GERECHTSHOF AMSTERDAM

Kenmerken 12/00466 en 12/00467

28 februari 2013

uitspraak van de tweede meervoudige belastingkamer

op het hoger beroep van

[A], te [P], belanghebbende,

gemachtigde: mr. B.C.F. Kramer (Wormhoudt Berg Advocaten),

tegen de uitspraken met kenmerken AWB 11/4160 en 11/4161 van de rechtbank Haarlem (hierna: de rechtbank) in het geding tussen

belanghebbende

en

de inspecteur van de Belastingdienst/Holland-Noord/kantoor Zaandam,

de inspecteur.

1. Ontstaan en loop van het geding

kenmerk 12/00466

1.1.1. De inspecteur heeft met dagtekening 16 april 2011 aan belanghebbende voor het jaar 2007 een navorderingsaanslag opgelegd in de inkomstenbelasting/premie volksverzekeringen berekend naar een belastbaar inkomen uit werk en woning van € 9.204 en tegelijk bij beschikking een vergrijpboete van € 625 en een bedrag van € 361 aan heffingsrente in rekening gebracht.

kenmerk 12/00467

1.1.2. De inspecteur heeft met dagtekening 16 april 2011 aan belanghebbende voor het jaar 2008 een navorderingsaanslag opgelegd in de inkomstenbelasting/premie volksverzekeringen berekend naar een belastbaar inkomen uit werk en woning van € 15.408 en tegelijk bij beschikking een vergrijpboete van € 1.044 en een bedrag van € 388 aan heffingsrente in rekening gebracht.
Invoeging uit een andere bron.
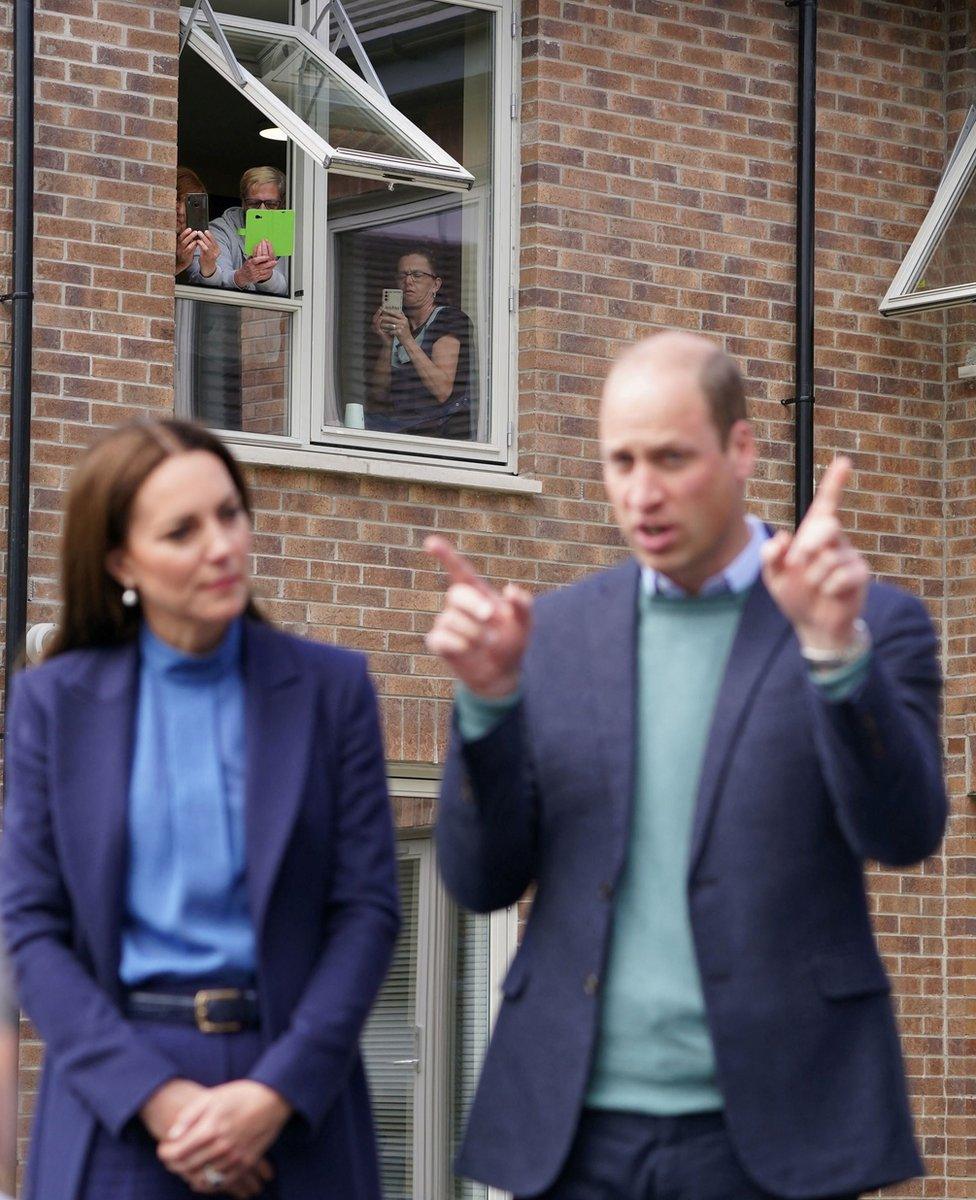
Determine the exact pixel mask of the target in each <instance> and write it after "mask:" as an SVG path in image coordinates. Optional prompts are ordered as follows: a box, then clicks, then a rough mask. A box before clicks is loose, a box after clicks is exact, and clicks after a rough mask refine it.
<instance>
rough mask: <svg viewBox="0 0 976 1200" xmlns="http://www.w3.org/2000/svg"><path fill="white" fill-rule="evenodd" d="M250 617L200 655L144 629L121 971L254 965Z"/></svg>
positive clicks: (148, 629) (134, 752)
mask: <svg viewBox="0 0 976 1200" xmlns="http://www.w3.org/2000/svg"><path fill="white" fill-rule="evenodd" d="M241 631H242V626H241V622H240V620H238V622H235V623H234V624H233V625H232V626H230V629H229V630H228V631H227V634H226V636H224V637H223V640H222V642H221V643H220V646H217V648H216V649H215V650H214V652H212V653H210V654H206V655H203V656H194V655H187V654H184V653H182V652H180V650H176V649H174V648H173V647H172V646H169V644H167V643H166V642H162V641H160V638H157V637H156V636H154V634H151V632H150V630H149V629H148V626H146V625H145V624H144V625H143V626H142V630H140V634H139V662H140V673H139V697H138V712H137V719H136V746H134V755H133V761H132V775H131V780H130V794H128V875H127V883H126V896H125V920H124V925H122V948H121V949H122V953H121V967H120V976H121V980H122V983H124V984H125V985H126V986H130V988H132V986H137V985H139V984H143V983H145V982H146V980H149V979H152V978H158V977H166V978H173V979H190V978H192V979H214V980H217V979H220V980H222V982H227V983H232V984H233V983H239V982H244V980H247V979H250V978H251V977H252V976H253V973H255V964H256V949H255V932H253V925H252V922H251V914H250V911H249V905H247V892H246V882H245V824H244V791H245V788H244V769H245V757H244V677H242V672H241Z"/></svg>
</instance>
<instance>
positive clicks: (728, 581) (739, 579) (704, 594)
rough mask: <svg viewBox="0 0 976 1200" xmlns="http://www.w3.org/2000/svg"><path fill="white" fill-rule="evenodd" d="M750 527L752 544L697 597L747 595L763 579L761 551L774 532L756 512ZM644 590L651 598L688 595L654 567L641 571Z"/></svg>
mask: <svg viewBox="0 0 976 1200" xmlns="http://www.w3.org/2000/svg"><path fill="white" fill-rule="evenodd" d="M746 523H747V524H748V526H749V541H748V542H747V545H746V546H744V548H743V550H741V551H740V552H738V554H736V557H735V558H734V559H732V562H731V563H729V565H727V566H726V568H724V569H723V570H721V571H719V572H718V574H717V575H713V576H712V577H711V578H708V580H706V581H705V583H702V586H701V588H700V589H699V590H697V593H696V595H699V596H713V595H721V593H727V592H731V593H737V592H747V590H748V589H749V588H750V587H752V586H753V584H754V583H755V581H756V580H758V578H759V572H760V571H761V570H762V557H761V554H760V547H761V546H762V542H764V541H766V539H767V538H768V536H770V530H768V529H767V528H766V526H765V524H764V523H762V522H761V521H760V520H759V517H754V516H753V515H752V512H749V514H747V516H746ZM641 587H642V588H643V590H645V592H646V593H647V594H648V595H663V596H685V595H688V593H687V592H685V590H684V588H682V587H679V586H678V584H677V583H675V581H673V580H669V578H667V576H666V575H663V574H661V572H660V571H655V570H654V568H653V566H642V568H641Z"/></svg>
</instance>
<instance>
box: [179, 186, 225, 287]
mask: <svg viewBox="0 0 976 1200" xmlns="http://www.w3.org/2000/svg"><path fill="white" fill-rule="evenodd" d="M193 193H203V194H204V196H205V194H206V188H205V187H204V186H203V181H202V180H200V176H199V175H198V174H197V173H196V172H194V170H192V169H191V168H190V167H176V262H175V266H174V275H175V278H176V283H200V282H203V278H202V277H203V276H208V277H209V276H212V275H214V272H215V271H216V269H217V254H218V253H220V247H218V246H217V244H216V241H215V240H214V234H212V233H210V230H209V229H206V230H204V232H200V230H199V229H191V228H190V227H188V226H187V223H186V197H187V196H191V194H193Z"/></svg>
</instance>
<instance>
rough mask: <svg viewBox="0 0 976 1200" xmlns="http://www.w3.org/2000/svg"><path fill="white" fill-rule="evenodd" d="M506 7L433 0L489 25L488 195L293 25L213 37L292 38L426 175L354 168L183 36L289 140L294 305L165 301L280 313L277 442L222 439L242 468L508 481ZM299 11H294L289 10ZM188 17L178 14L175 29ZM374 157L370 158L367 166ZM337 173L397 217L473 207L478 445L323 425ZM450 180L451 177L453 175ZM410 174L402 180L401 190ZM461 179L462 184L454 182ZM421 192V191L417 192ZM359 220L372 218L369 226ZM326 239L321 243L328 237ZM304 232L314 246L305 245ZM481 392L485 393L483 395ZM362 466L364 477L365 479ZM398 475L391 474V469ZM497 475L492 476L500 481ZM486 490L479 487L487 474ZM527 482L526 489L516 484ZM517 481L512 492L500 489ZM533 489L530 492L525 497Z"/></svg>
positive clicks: (375, 166)
mask: <svg viewBox="0 0 976 1200" xmlns="http://www.w3.org/2000/svg"><path fill="white" fill-rule="evenodd" d="M513 5H514V0H450V4H448V0H444V7H445V8H468V10H477V11H481V12H487V13H491V14H492V24H493V37H492V100H491V124H492V130H491V187H490V194H489V188H480V187H478V186H477V185H475V186H472V184H473V182H474V180H473V176H472V175H471V174H469V173H468V172H467V170H465V168H463V167H461V164H460V163H456V162H455V160H454V158H451V157H450V155H448V154H447V152H445V151H444V150H442V149H441V148H439V146H437V144H436V143H433V142H432V140H431V139H430V138H427V137H426V136H425V134H424V133H423V132H421V131H420V130H418V128H417V126H414V125H413V124H412V122H411V121H408V119H407V118H406V116H402V114H400V113H399V110H397V109H396V108H395V106H394V104H391V103H390V102H389V101H387V100H385V98H384V97H383V96H381V95H379V94H378V92H377V91H376V90H375V89H373V88H371V86H370V85H369V84H367V83H366V82H365V80H363V79H361V78H359V77H358V76H357V74H355V72H353V71H352V70H351V68H349V67H348V66H347V65H346V64H345V62H342V61H341V60H340V59H337V56H336V55H335V54H333V52H331V50H329V49H328V48H327V47H325V46H323V43H322V42H321V41H319V40H318V38H317V37H313V36H312V35H311V32H310V31H309V30H307V29H303V28H301V25H300V24H298V23H295V24H293V25H289V26H282V25H275V24H273V23H268V22H261V20H255V19H251V18H244V17H235V16H230V14H226V13H218V14H217V19H218V23H220V25H221V29H223V30H224V31H227V30H229V31H232V32H233V31H235V30H238V31H257V32H259V34H264V35H271V34H276V35H279V36H287V37H288V38H294V41H295V43H297V44H300V46H301V47H303V49H309V50H310V52H313V53H315V55H316V58H317V59H319V60H322V61H328V64H329V68H330V70H333V71H335V74H336V77H337V78H341V79H342V82H343V84H348V85H349V86H351V88H352V89H353V90H354V91H355V92H357V95H358V96H359V97H360V98H364V100H369V102H370V103H371V104H372V106H376V108H377V110H382V112H384V113H385V114H387V116H389V118H390V119H391V120H393V119H394V118H396V119H397V120H399V121H400V122H401V124H400V126H399V127H400V128H401V130H402V128H407V127H408V130H409V137H411V138H412V140H413V143H414V144H417V145H418V146H419V148H421V149H423V150H424V151H425V152H426V154H427V155H430V156H431V157H432V158H436V160H437V161H436V163H435V164H433V166H430V164H424V163H420V162H418V163H413V164H409V168H411V169H409V172H408V170H407V169H406V168H405V167H403V163H402V162H400V163H397V164H396V172H397V178H395V179H394V178H391V167H390V163H389V161H388V160H385V158H384V160H383V161H379V160H377V161H373V162H365V161H364V158H363V156H361V155H359V154H355V155H353V154H351V152H349V151H348V150H346V151H341V152H337V151H336V148H335V146H331V145H330V144H329V143H328V142H325V139H324V138H322V137H319V134H317V133H316V131H315V130H312V128H311V127H310V126H306V125H305V122H303V121H301V119H300V118H299V116H298V114H295V113H294V112H292V110H291V109H289V108H288V106H287V104H285V103H283V102H282V101H281V100H280V98H279V97H277V96H275V95H274V94H273V92H270V90H269V89H267V88H265V86H264V85H263V84H262V83H261V82H259V80H258V79H256V78H255V77H253V76H251V74H250V73H249V72H246V71H245V88H242V89H241V86H240V84H239V83H238V82H236V80H235V79H234V73H233V71H232V70H230V67H229V65H228V62H227V59H226V56H224V54H223V52H222V50H221V48H220V46H218V44H217V43H216V42H215V41H214V38H212V37H211V36H209V34H208V32H206V30H205V29H203V28H200V26H197V25H194V28H193V29H191V30H190V32H188V37H187V47H188V48H192V50H193V53H196V54H198V55H199V56H200V58H202V59H203V60H204V61H205V62H206V64H208V65H209V66H210V67H212V68H214V70H215V71H216V72H217V76H218V77H220V78H221V79H222V80H224V82H226V83H227V84H228V85H230V86H234V88H235V89H236V90H238V91H240V92H241V95H244V96H246V98H247V100H249V101H250V102H251V103H253V104H255V106H256V107H257V108H258V109H259V110H261V112H262V113H263V114H264V115H267V116H268V119H269V120H270V121H273V122H274V124H275V125H277V126H279V127H280V128H282V130H285V131H286V133H288V137H289V143H291V150H289V173H288V174H289V191H291V193H292V196H293V203H295V198H298V204H300V205H301V206H303V209H304V215H303V217H301V220H300V221H299V223H298V226H299V228H297V234H298V236H297V248H295V257H294V258H293V283H292V294H291V296H289V298H288V299H287V300H286V299H277V298H269V296H259V298H253V296H251V298H247V296H244V298H233V299H229V298H230V296H232V295H233V294H232V293H222V294H221V293H220V292H217V289H212V292H209V293H204V289H202V288H199V287H182V286H178V288H176V296H178V299H182V300H200V301H204V302H217V304H220V302H224V304H226V302H233V304H242V305H247V304H251V305H255V306H261V307H267V308H279V307H281V308H282V310H287V311H288V312H289V313H291V314H292V347H293V349H292V368H291V391H289V404H288V409H289V410H288V421H287V432H282V433H255V432H246V431H240V430H221V431H220V432H221V433H222V436H224V438H226V439H227V440H228V442H229V443H232V444H233V445H234V446H235V448H236V450H238V452H239V456H240V457H241V460H242V461H245V462H249V461H250V462H264V463H276V464H281V466H289V464H297V466H303V467H316V466H319V467H322V468H323V469H335V468H336V467H339V469H343V470H349V469H353V470H355V469H358V467H357V464H359V468H361V469H363V470H364V473H370V472H371V469H372V472H373V473H378V474H388V475H397V474H400V473H401V469H402V473H403V474H405V475H408V476H411V478H429V479H436V478H438V472H437V468H450V469H448V470H447V473H445V479H447V478H449V479H450V481H453V482H459V481H462V478H463V476H462V475H461V474H460V473H459V470H457V469H456V468H461V469H462V472H463V473H465V474H467V473H468V472H472V473H475V474H474V475H473V476H472V484H473V485H475V486H477V473H486V472H490V473H493V474H495V475H496V479H497V480H498V484H497V486H505V487H508V485H504V484H503V479H502V475H513V474H515V473H516V470H517V458H516V438H515V420H514V416H515V413H514V409H515V397H516V395H517V364H516V355H515V347H516V336H515V325H516V319H517V316H516V296H517V286H516V280H517V254H519V246H517V224H519V191H517V179H519V175H517V137H516V128H517V108H519V106H517V103H516V101H515V79H516V71H517V53H516V52H517V47H519V44H520V41H519V36H517V34H519V25H517V20H516V19H515V14H514V7H513ZM299 10H300V12H299ZM188 13H190V10H188V8H184V10H181V14H182V18H184V20H185V19H186V18H187V16H188ZM315 16H316V13H315V12H313V11H312V12H309V11H306V10H305V8H300V6H297V12H295V20H297V22H299V20H303V19H304V20H306V22H309V23H310V22H311V20H313V19H315ZM373 157H375V156H373ZM330 172H333V173H340V174H349V175H360V176H365V178H375V179H382V180H383V181H384V182H388V184H389V186H390V188H393V187H396V190H397V193H400V194H402V197H403V200H402V206H403V211H407V210H409V209H411V206H412V205H413V204H418V205H420V204H423V203H426V204H427V205H429V206H430V205H435V206H436V205H437V204H438V203H450V202H451V199H453V200H454V203H459V202H465V203H472V204H477V205H479V206H480V209H481V211H483V212H484V215H485V223H486V227H487V230H489V232H487V234H486V236H485V240H484V245H483V246H481V247H480V254H479V263H480V266H479V269H481V270H483V271H484V277H485V286H486V288H487V289H490V293H489V294H490V300H489V304H487V305H486V317H487V319H486V320H485V322H484V324H483V325H480V326H479V328H478V330H477V337H478V359H479V365H480V367H481V371H483V374H481V378H483V379H484V382H485V395H484V396H483V397H481V402H483V403H487V406H489V408H487V412H489V418H487V421H486V422H485V425H484V426H483V430H481V431H480V432H481V436H480V438H472V439H469V440H468V439H466V440H461V439H451V438H436V437H424V436H418V434H412V433H406V432H403V433H401V432H397V433H388V434H383V433H378V432H375V431H360V430H349V428H345V427H342V426H340V425H336V424H335V420H334V419H333V420H330V419H329V413H336V412H340V413H341V412H342V396H341V395H339V394H337V385H336V380H335V377H334V371H333V370H331V367H333V358H331V354H333V349H334V344H335V311H336V310H335V304H336V298H335V284H334V277H333V271H331V266H333V254H331V248H333V245H331V244H333V241H334V230H333V228H331V227H330V226H329V187H328V174H329V173H330ZM459 173H462V175H461V174H459ZM408 176H409V178H408ZM462 176H463V178H462ZM405 185H414V186H418V187H423V188H424V190H425V191H426V193H427V196H429V198H427V199H426V202H420V200H417V202H415V200H414V199H413V198H412V197H411V192H413V186H405ZM431 190H436V191H437V192H439V193H441V196H442V200H441V202H438V200H437V198H436V197H435V198H433V199H431V198H430V192H431ZM415 194H418V196H419V194H420V193H415ZM390 212H391V210H390V209H383V211H377V215H376V220H378V221H382V220H384V218H388V217H389V215H390ZM363 220H365V221H369V220H371V217H370V215H369V214H367V215H366V216H365V217H364V218H363ZM327 229H328V230H329V236H328V238H327V236H324V235H322V234H324V232H325V230H327ZM312 234H315V236H313V235H312ZM489 389H490V390H489ZM371 464H373V466H372V468H371ZM397 468H401V469H397ZM499 473H501V474H499ZM485 478H486V476H485ZM528 482H531V481H527V484H528ZM516 484H517V481H515V480H513V485H511V486H516ZM533 490H534V488H533Z"/></svg>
1.2. Na daartegen gemaakt bezwaar heeft de inspecteur bij uitspraken, gedagtekend 5 juli 2011, de aanslagen, de boetebeschikkingen en de beschikkingen inzake de heffingsrente gehandhaafd.

1.3. De inspecteur heeft in de beroepsfase de navorderingsaanslag voor het jaar 2008 ambtshalve verminderd tot een berekend naar een belastbaar inkomen uit werk en woning van € 12.726 en bij afzonderlijke beschikkingen de opgelegde vergrijpboete en de berekende heffingsrente verminderd tot € 902, respectievelijk € 335.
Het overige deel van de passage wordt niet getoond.